Salah satu kritik utama terhadap Danantara adalah komposisi dewan pengawasnya yang didominasi faktor politis, seperti Erick Thohir dan Muliaman Hadad (Katadata).
Rudiyanto dari Panin Asset Management mengingatkan bahwa fokus utama SWF seharusnya adalah menghasilkan imbal hasil investasi, bukan melayani agenda politik.
Di sinilah transparansi menjadi kunci. Dengan melibatkan KPK, BPK, dan PPATK dalam pengawasan keuangan, Danantara harus menjawab keraguan publik.

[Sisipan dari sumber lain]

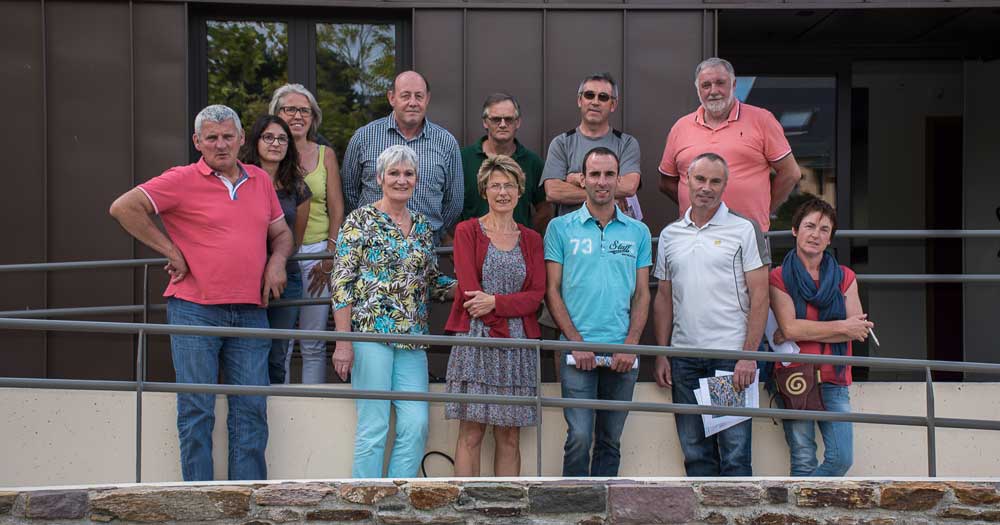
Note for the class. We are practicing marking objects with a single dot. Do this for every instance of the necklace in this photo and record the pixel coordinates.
(508, 231)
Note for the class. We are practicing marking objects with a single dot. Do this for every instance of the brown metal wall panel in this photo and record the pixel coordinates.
(571, 55)
(89, 155)
(437, 54)
(22, 206)
(513, 65)
(662, 51)
(163, 134)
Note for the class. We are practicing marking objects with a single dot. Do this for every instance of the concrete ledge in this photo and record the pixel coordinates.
(738, 501)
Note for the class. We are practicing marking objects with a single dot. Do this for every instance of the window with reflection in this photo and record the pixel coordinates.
(806, 108)
(247, 61)
(355, 65)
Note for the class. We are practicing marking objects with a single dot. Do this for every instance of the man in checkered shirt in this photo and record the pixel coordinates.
(440, 188)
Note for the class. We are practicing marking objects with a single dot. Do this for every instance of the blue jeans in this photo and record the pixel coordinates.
(724, 454)
(283, 318)
(838, 438)
(244, 362)
(312, 317)
(383, 367)
(601, 429)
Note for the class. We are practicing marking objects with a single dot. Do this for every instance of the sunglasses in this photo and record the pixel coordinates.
(498, 120)
(603, 97)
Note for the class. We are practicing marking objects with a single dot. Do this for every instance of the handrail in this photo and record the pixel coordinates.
(141, 385)
(21, 320)
(446, 340)
(850, 234)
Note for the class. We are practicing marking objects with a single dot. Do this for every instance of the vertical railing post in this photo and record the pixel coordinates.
(538, 409)
(145, 312)
(931, 436)
(140, 362)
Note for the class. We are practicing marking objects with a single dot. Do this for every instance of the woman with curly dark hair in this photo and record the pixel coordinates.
(270, 146)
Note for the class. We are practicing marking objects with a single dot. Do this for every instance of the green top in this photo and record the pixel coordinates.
(531, 164)
(318, 226)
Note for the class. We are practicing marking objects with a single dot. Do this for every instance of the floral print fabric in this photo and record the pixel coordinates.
(386, 276)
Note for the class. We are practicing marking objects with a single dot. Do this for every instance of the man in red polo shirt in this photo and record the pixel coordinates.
(750, 139)
(221, 216)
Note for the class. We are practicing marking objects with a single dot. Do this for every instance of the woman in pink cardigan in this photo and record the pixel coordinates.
(500, 268)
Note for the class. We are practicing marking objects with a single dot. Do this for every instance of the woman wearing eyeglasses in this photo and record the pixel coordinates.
(269, 146)
(298, 108)
(501, 282)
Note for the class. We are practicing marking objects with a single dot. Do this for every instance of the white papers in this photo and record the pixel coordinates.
(720, 389)
(788, 347)
(599, 360)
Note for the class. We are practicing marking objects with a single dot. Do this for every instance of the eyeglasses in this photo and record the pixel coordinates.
(292, 110)
(603, 97)
(499, 120)
(270, 139)
(496, 187)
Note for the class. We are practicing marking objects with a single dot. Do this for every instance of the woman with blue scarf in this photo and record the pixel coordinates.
(815, 301)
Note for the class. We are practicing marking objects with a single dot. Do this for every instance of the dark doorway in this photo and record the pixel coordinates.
(943, 161)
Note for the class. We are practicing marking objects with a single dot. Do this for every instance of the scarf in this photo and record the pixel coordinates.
(827, 298)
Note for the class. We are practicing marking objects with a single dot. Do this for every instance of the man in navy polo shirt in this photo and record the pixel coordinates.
(597, 261)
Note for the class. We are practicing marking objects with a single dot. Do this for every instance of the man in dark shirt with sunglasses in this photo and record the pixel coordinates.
(562, 179)
(502, 118)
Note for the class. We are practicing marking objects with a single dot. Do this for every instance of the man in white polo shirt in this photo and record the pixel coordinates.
(712, 265)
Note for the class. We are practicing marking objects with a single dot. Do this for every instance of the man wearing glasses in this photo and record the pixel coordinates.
(440, 185)
(597, 99)
(501, 119)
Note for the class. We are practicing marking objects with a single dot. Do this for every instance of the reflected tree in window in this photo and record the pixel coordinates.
(247, 61)
(355, 65)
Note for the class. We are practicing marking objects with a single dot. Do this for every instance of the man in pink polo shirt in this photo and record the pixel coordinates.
(221, 217)
(749, 138)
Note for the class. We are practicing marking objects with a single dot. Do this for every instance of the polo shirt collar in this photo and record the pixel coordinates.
(518, 148)
(734, 114)
(206, 170)
(583, 215)
(718, 219)
(395, 125)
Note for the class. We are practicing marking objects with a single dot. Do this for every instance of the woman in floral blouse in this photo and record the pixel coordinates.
(386, 272)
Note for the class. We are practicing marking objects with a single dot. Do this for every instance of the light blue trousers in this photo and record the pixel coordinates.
(382, 367)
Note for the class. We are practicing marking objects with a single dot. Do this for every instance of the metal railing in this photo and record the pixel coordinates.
(9, 320)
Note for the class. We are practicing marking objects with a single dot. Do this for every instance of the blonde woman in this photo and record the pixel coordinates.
(298, 108)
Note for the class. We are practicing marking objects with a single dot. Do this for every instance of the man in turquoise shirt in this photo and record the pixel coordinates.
(597, 263)
(501, 118)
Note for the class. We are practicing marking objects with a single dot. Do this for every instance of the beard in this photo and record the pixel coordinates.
(718, 106)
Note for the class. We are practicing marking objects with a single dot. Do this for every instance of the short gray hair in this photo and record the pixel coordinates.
(397, 154)
(710, 157)
(714, 62)
(299, 89)
(602, 77)
(497, 98)
(217, 113)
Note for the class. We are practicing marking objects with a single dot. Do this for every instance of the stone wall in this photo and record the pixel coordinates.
(590, 502)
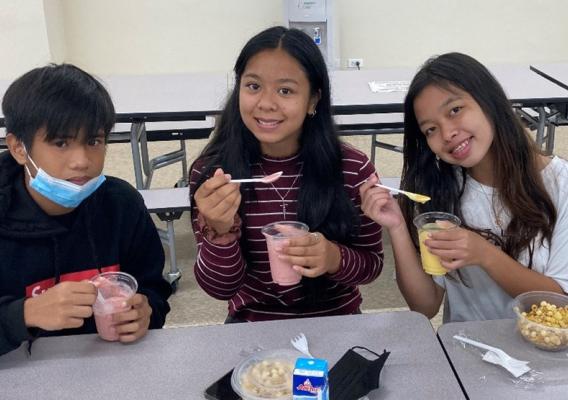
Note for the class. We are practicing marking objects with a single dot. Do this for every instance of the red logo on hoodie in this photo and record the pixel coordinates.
(38, 288)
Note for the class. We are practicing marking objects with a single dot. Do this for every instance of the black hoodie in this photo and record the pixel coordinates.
(110, 230)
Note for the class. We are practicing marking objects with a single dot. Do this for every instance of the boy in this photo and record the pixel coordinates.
(61, 222)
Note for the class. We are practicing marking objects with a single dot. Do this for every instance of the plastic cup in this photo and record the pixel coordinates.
(275, 233)
(113, 289)
(433, 222)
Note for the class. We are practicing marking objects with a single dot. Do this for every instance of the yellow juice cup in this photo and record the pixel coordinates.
(432, 222)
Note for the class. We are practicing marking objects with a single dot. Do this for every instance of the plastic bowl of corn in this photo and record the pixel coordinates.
(542, 319)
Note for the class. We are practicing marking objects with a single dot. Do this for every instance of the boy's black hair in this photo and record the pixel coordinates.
(62, 99)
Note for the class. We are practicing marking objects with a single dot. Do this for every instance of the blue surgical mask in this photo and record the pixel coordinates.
(60, 191)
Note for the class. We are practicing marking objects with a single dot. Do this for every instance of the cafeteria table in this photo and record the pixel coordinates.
(482, 380)
(179, 363)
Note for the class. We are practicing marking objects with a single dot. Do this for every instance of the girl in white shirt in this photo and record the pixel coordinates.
(465, 148)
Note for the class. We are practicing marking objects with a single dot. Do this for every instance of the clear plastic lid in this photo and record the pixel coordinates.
(265, 375)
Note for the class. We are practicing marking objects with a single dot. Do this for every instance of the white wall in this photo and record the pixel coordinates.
(170, 36)
(23, 37)
(149, 36)
(407, 32)
(55, 24)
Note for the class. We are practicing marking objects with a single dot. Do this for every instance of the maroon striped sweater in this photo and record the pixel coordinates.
(224, 273)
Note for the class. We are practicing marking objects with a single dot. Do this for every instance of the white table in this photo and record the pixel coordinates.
(482, 380)
(180, 363)
(557, 73)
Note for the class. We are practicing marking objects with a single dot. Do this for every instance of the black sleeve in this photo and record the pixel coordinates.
(13, 330)
(145, 261)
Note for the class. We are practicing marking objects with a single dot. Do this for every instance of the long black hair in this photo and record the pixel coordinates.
(517, 174)
(61, 98)
(322, 202)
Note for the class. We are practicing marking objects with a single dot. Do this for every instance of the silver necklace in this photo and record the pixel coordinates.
(283, 198)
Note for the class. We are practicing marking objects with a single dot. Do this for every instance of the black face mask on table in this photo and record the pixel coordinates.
(354, 375)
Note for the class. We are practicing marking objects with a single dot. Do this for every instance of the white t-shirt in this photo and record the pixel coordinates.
(484, 298)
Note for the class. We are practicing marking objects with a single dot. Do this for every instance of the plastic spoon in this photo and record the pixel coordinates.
(419, 198)
(499, 357)
(265, 179)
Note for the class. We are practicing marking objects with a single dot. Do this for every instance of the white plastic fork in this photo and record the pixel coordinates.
(265, 179)
(301, 344)
(499, 357)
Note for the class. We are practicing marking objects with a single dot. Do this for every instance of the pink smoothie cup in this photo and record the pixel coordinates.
(113, 289)
(282, 271)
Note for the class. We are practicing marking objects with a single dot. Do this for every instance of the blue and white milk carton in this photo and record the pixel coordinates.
(310, 379)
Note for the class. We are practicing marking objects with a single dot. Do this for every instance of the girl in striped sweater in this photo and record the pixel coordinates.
(278, 118)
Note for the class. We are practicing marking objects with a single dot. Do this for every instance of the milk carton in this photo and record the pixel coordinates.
(310, 379)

Namun, tanpa komunikasi yang jelas dan konsisten, skeptisisme tetap sulit dihilangkan. Kembali ke tesis awal saya, bahwa dana besar bukan jaminan sukses. Yang penting, siapa yang pegang ini barang, dan bagaimana mereka mengelolanya.
Di tengah pro dan kontra, potensi Danantara tetap besar. Jika dikelola dengan baik, investasi di sektor energi terbarukan yang tumbuh 15% per tahun sejak 2020 dapat menjadi katalisator pertumbuhan ekonomi Indonesia (Kontan).
Model sukses seperti Government Pension Fund Global Norwegia, yang kini mengelola US$ 1,4 triliun, bisa menjadi inspirasi, terutama dalam hal reinvestasi keuntungan untuk pertumbuhan jangka panjang (Kontan).
Penutup
Kisah Tony Blair di Danantara adalah tentang peluang dan tantangan.